SCMAP Perspective is our fortnightly column on PortCalls, tackling the latest developments in the supply chain industry, as well as updates from within SCMAP. On this column, Henrik Batallones looks at new legislation going through Congress in a bid to solve the traffic problem.
A holistic approach to traffic
What we once knew as the Transportation Crisis Act has become the Traffic Crisis Act, and it has been approved by the House Committee on Transportation. This means the whole of Congress will deliberate on the bill, and propose amendments if need be.
However, perhaps the most important amendment has already been made on the committee level: the bill will no longer bestow emergency powers on the government.
This is a good move. For one, the idea of emergency powers still leave Filipinos iffy. That always opens the possibility of abuses of said powers. While we concede that the situation is urgent, you don’t solve it rashly. You don’t burn your entire face to get rid of a pimple.
More importantly, however, solving traffic does not take a short time. As I have written before (and am repeating again), where we are is a result of many decades of short-sighted planning and disjointed policies.
The new version of the bill will now seek to harmonize traffic-related policies – with a particular focus on land transportation – that are imposed by the national government and local government units. (Perhaps this opens the possibility for the law not just covering urban areas, but the rest of the country, too.) Among other proposed amendments include provisions on how projects deemed to be important to solving the “crisis” will be put into place, and how those affected will be addressed.
Around the same time, the administration unveiled its list of projects that will usher in what it calls the “Golden Age of Infrastructure”. Apart from planned expansions for airports, seaports and existing roads, the projects include three Bus Rapid Transit systems, two of which will serve Metro Manila, and one set in Cebu City.
These are encouraging signs that this government will not just solve the traffic “crisis” by ticking a few boxes and proclaiming the crisis is over. Of course, some of the projects in the pipeline have undergone long periods of planning, and have only now gotten to a point when they can be constructed. But at least that’s chugging along. And some proposals – common-sense ones which should have been considered long ago – are now being explored, like permanent stops for jeepneys the MMDA is looking to implement along Commonwealth Avenue.
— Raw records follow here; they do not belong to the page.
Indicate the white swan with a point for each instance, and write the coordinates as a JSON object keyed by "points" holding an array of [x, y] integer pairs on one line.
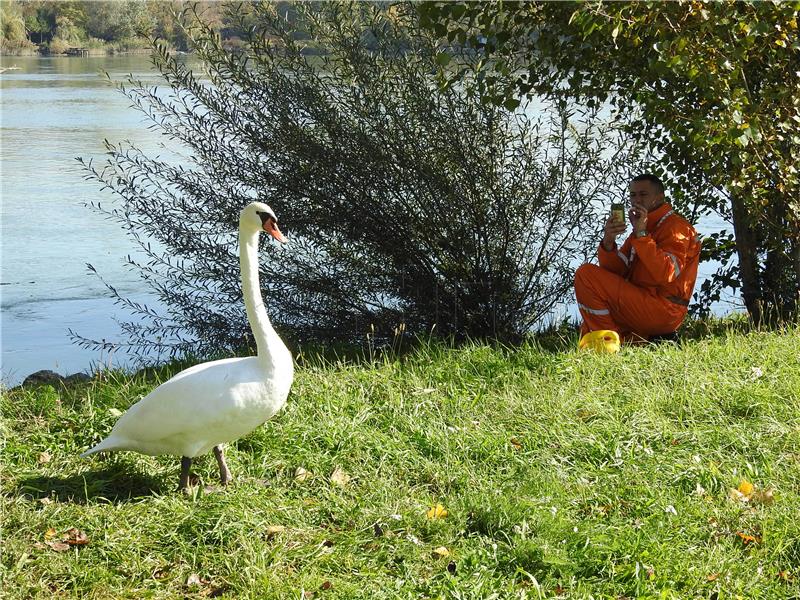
{"points": [[208, 404]]}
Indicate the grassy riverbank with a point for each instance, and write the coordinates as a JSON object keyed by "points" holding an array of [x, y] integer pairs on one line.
{"points": [[562, 474]]}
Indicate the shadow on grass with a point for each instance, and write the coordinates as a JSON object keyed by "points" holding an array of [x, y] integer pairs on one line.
{"points": [[114, 484]]}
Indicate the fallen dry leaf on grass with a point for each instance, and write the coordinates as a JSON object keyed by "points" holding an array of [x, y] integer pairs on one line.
{"points": [[764, 496], [747, 492], [75, 537], [339, 477], [195, 580], [58, 546], [71, 537], [748, 539], [423, 391], [273, 530]]}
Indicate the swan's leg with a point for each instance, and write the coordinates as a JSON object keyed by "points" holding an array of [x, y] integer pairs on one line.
{"points": [[186, 464], [224, 473]]}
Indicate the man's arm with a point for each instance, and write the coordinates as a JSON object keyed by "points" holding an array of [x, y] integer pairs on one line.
{"points": [[609, 256]]}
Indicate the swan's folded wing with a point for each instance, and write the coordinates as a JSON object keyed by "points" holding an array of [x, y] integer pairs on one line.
{"points": [[207, 398]]}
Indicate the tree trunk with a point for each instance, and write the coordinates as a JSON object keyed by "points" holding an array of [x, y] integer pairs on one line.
{"points": [[746, 249]]}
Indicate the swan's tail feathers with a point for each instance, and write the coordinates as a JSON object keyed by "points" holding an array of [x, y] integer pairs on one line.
{"points": [[107, 444]]}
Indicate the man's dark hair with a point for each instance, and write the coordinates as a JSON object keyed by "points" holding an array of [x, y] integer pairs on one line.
{"points": [[652, 179]]}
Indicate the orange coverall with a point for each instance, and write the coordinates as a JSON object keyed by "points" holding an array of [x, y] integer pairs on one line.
{"points": [[643, 288]]}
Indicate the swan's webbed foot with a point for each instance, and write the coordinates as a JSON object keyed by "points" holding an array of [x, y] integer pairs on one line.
{"points": [[225, 476], [187, 479]]}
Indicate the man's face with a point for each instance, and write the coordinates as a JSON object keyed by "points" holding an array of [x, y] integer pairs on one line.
{"points": [[645, 194]]}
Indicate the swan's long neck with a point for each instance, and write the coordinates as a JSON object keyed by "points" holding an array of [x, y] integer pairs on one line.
{"points": [[267, 340]]}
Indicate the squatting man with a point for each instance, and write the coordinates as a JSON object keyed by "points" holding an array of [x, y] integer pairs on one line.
{"points": [[643, 288]]}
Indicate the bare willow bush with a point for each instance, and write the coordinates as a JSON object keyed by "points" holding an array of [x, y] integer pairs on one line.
{"points": [[406, 203]]}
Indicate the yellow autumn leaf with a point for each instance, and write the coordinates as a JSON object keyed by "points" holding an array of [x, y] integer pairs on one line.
{"points": [[301, 474], [437, 512], [745, 487]]}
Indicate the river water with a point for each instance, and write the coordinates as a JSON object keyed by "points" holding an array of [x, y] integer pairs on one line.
{"points": [[51, 110]]}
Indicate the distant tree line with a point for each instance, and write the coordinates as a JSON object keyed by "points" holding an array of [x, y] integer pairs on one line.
{"points": [[118, 24]]}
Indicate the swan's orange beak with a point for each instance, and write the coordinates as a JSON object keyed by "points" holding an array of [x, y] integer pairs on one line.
{"points": [[271, 227]]}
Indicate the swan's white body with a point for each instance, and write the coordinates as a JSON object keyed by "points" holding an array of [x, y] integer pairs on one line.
{"points": [[215, 402]]}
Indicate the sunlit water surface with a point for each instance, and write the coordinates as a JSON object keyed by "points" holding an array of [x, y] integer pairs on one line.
{"points": [[51, 110]]}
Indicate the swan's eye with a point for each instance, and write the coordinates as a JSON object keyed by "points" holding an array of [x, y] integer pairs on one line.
{"points": [[265, 216]]}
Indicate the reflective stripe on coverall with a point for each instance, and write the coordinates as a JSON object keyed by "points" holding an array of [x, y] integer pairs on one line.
{"points": [[644, 287]]}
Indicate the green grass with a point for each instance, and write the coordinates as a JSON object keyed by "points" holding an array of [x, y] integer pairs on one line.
{"points": [[563, 474]]}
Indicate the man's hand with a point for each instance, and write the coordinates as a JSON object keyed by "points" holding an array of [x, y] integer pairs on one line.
{"points": [[638, 217], [612, 229]]}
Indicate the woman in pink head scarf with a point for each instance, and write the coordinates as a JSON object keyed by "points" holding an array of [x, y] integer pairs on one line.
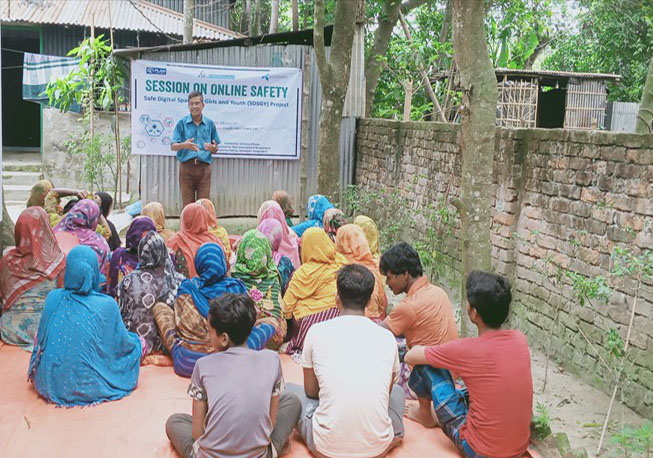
{"points": [[289, 245]]}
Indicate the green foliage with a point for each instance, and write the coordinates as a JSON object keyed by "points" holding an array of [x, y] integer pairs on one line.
{"points": [[401, 65], [614, 344], [95, 69], [542, 421], [98, 155], [516, 27], [635, 441], [611, 37]]}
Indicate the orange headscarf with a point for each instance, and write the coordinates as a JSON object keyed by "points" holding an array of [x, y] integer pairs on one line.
{"points": [[312, 288], [215, 228], [36, 258], [155, 211], [352, 244], [193, 233]]}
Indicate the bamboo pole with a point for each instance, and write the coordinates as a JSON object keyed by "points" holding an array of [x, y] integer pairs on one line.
{"points": [[117, 128], [92, 97], [408, 100], [422, 71]]}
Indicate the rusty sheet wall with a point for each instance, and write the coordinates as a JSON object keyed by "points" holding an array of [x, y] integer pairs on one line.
{"points": [[239, 186]]}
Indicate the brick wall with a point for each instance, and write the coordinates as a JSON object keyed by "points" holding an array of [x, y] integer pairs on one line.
{"points": [[562, 197]]}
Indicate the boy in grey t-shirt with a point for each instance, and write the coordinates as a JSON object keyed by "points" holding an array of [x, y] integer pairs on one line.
{"points": [[239, 407]]}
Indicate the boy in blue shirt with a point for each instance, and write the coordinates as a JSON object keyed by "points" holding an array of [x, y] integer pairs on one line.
{"points": [[239, 407]]}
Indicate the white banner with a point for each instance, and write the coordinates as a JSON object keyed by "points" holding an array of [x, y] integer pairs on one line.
{"points": [[257, 111]]}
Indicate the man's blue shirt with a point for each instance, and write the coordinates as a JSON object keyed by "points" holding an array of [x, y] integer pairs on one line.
{"points": [[205, 132]]}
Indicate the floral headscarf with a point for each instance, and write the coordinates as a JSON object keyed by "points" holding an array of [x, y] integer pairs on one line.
{"points": [[156, 211], [333, 220], [36, 258], [255, 266], [81, 221], [154, 281]]}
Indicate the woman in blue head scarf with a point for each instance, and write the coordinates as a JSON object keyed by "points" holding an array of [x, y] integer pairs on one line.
{"points": [[83, 354], [317, 205], [185, 330]]}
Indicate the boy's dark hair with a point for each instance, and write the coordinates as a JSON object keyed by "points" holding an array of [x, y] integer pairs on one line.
{"points": [[355, 286], [490, 295], [194, 94], [234, 314], [400, 259], [69, 205]]}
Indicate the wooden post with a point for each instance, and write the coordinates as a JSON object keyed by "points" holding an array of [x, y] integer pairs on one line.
{"points": [[422, 71], [408, 100], [117, 128], [92, 97]]}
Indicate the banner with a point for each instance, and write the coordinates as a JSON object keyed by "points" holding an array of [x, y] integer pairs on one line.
{"points": [[257, 111]]}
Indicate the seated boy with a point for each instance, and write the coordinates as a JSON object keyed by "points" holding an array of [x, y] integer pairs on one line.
{"points": [[496, 369], [423, 317], [239, 407], [350, 407]]}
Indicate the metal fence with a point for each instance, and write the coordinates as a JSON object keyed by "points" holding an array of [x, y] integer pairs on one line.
{"points": [[622, 116]]}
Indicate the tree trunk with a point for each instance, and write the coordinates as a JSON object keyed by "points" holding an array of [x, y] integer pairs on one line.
{"points": [[477, 132], [295, 16], [7, 226], [257, 18], [274, 17], [334, 78], [644, 124], [247, 14], [189, 9], [408, 99]]}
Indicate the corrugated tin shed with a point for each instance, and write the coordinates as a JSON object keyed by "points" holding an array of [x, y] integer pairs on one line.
{"points": [[134, 15]]}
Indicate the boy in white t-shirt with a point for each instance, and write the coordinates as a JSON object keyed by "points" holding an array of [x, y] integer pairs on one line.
{"points": [[350, 405]]}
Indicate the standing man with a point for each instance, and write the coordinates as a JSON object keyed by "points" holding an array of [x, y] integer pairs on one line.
{"points": [[195, 140]]}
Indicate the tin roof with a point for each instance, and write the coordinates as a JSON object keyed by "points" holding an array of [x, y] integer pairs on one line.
{"points": [[135, 15], [556, 74]]}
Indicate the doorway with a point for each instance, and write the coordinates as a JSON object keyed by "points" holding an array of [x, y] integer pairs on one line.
{"points": [[21, 120]]}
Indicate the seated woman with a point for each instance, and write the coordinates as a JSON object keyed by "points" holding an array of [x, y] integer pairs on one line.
{"points": [[352, 245], [256, 268], [105, 201], [154, 281], [27, 274], [333, 220], [289, 245], [83, 355], [193, 233], [317, 206], [157, 213], [273, 230], [215, 228], [311, 295], [184, 330], [125, 260], [81, 221], [371, 234], [283, 199]]}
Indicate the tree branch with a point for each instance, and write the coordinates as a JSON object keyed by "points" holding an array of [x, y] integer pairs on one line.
{"points": [[318, 43], [422, 71]]}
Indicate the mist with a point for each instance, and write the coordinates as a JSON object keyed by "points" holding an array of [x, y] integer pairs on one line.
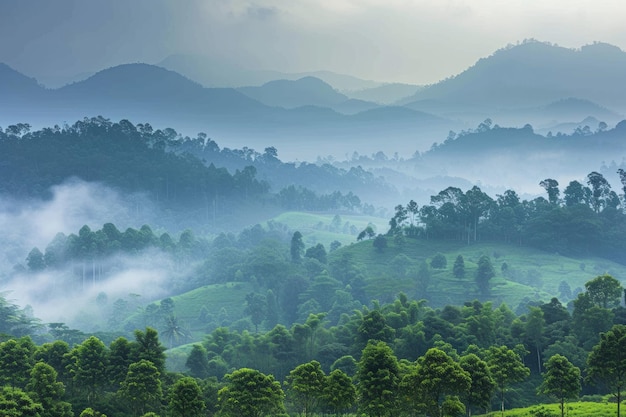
{"points": [[61, 295]]}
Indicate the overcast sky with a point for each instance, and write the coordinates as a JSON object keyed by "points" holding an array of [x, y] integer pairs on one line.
{"points": [[414, 41]]}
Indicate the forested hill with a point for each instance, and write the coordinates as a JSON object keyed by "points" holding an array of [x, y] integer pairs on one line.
{"points": [[181, 175], [581, 220]]}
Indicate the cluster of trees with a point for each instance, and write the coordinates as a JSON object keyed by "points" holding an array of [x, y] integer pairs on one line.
{"points": [[127, 378], [180, 173], [585, 220], [411, 329], [90, 249], [399, 359], [300, 198], [128, 157]]}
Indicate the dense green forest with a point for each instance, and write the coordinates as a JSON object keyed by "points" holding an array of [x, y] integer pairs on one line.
{"points": [[191, 179], [403, 358], [467, 304]]}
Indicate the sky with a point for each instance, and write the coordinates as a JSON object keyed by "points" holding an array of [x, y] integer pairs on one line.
{"points": [[411, 41]]}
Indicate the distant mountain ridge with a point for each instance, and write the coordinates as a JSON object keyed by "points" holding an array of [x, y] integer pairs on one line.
{"points": [[532, 83], [535, 73]]}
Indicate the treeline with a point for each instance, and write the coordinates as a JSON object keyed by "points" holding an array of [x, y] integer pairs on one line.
{"points": [[403, 359], [585, 219], [160, 163]]}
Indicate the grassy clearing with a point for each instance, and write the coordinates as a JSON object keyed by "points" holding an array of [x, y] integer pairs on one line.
{"points": [[218, 299], [574, 409], [318, 227], [529, 274]]}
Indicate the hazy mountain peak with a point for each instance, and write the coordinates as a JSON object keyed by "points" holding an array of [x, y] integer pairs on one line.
{"points": [[532, 73], [304, 91], [14, 82]]}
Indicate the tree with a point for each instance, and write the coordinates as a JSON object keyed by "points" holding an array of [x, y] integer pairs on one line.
{"points": [[35, 260], [306, 387], [297, 247], [120, 358], [561, 380], [317, 252], [15, 362], [378, 377], [576, 193], [506, 367], [604, 291], [339, 391], [142, 386], [435, 379], [535, 326], [44, 388], [256, 308], [607, 362], [439, 261], [198, 362], [552, 188], [482, 385], [459, 267], [173, 331], [90, 366], [147, 346], [484, 273], [250, 393], [90, 412], [16, 403], [600, 189], [380, 243], [185, 398]]}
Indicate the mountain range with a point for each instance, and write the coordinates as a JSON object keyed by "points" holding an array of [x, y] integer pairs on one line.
{"points": [[544, 85]]}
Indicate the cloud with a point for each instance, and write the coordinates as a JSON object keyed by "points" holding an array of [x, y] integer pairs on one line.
{"points": [[416, 41], [69, 297], [73, 204]]}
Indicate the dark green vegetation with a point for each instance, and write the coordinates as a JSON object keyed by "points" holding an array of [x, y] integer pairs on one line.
{"points": [[466, 304], [190, 180], [402, 359]]}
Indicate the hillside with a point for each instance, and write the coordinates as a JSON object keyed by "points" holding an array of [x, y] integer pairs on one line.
{"points": [[534, 73], [290, 94]]}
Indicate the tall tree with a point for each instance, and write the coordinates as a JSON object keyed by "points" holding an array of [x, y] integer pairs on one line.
{"points": [[437, 378], [198, 362], [120, 358], [185, 398], [297, 247], [604, 291], [600, 190], [484, 273], [250, 393], [147, 346], [339, 391], [90, 366], [607, 362], [15, 362], [481, 388], [552, 188], [142, 387], [306, 385], [459, 267], [506, 367], [256, 308], [561, 380], [44, 388], [534, 330], [16, 403], [378, 378]]}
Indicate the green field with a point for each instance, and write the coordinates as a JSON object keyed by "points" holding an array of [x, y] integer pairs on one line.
{"points": [[531, 274], [317, 228], [573, 409]]}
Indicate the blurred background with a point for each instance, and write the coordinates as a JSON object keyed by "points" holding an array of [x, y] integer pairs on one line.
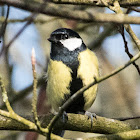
{"points": [[117, 97]]}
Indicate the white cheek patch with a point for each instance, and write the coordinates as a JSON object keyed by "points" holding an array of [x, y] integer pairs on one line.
{"points": [[72, 43]]}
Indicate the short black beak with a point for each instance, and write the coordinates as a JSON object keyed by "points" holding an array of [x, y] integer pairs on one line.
{"points": [[51, 39]]}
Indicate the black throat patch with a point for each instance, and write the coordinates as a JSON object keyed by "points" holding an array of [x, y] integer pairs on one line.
{"points": [[70, 58]]}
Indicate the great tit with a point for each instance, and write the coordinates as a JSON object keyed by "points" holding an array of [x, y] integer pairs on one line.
{"points": [[71, 66]]}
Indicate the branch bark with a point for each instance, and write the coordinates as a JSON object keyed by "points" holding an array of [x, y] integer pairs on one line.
{"points": [[63, 12], [75, 122]]}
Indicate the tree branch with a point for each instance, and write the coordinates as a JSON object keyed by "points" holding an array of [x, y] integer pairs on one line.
{"points": [[123, 3], [63, 12], [75, 122]]}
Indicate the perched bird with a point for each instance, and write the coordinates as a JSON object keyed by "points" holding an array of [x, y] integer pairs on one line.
{"points": [[72, 65]]}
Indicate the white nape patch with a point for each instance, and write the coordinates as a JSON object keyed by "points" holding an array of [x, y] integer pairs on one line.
{"points": [[72, 43]]}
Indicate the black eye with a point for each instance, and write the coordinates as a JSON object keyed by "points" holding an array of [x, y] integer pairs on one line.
{"points": [[66, 36]]}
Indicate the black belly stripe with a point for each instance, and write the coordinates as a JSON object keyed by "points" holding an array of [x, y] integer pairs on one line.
{"points": [[71, 60]]}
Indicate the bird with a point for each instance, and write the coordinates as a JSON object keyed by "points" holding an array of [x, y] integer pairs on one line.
{"points": [[71, 66]]}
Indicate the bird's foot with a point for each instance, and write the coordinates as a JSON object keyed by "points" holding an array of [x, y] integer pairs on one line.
{"points": [[64, 117], [91, 116]]}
However, I should reiterate again that solving our traffic woes does not just take infrastructure projects, but sound policies, too. It should not just consider private citizens driving to work, but also those taking public transportation, as well as businesses to whom the roads are a lifeline – farmers, manufacturers, retailers, the prime movers of our consumption-based economy.
All approaches should be holistic. (After all, Manila’s traffic woes is also in part because of a lack of reliable public transportation options – and addressing it with more roads isn’t exactly the best way.) And holistic approaches take time, effort and lots of coordination, so don’t go around and saying problems will be served by one administration alone.
For example, local governments in and out of Metro Manila – provinces, towns, even barangays – are now implementing their own number coding schemes, which are sometimes in conflict with wider rules, and in most cases, just prevent people from moving at all. I live in a subdivision where number coding applies the moment I exit its gates – the only routes to national highways. What, are we supposed to leave at five in the morning now, just to get to work? I hope these are addressed and resolved.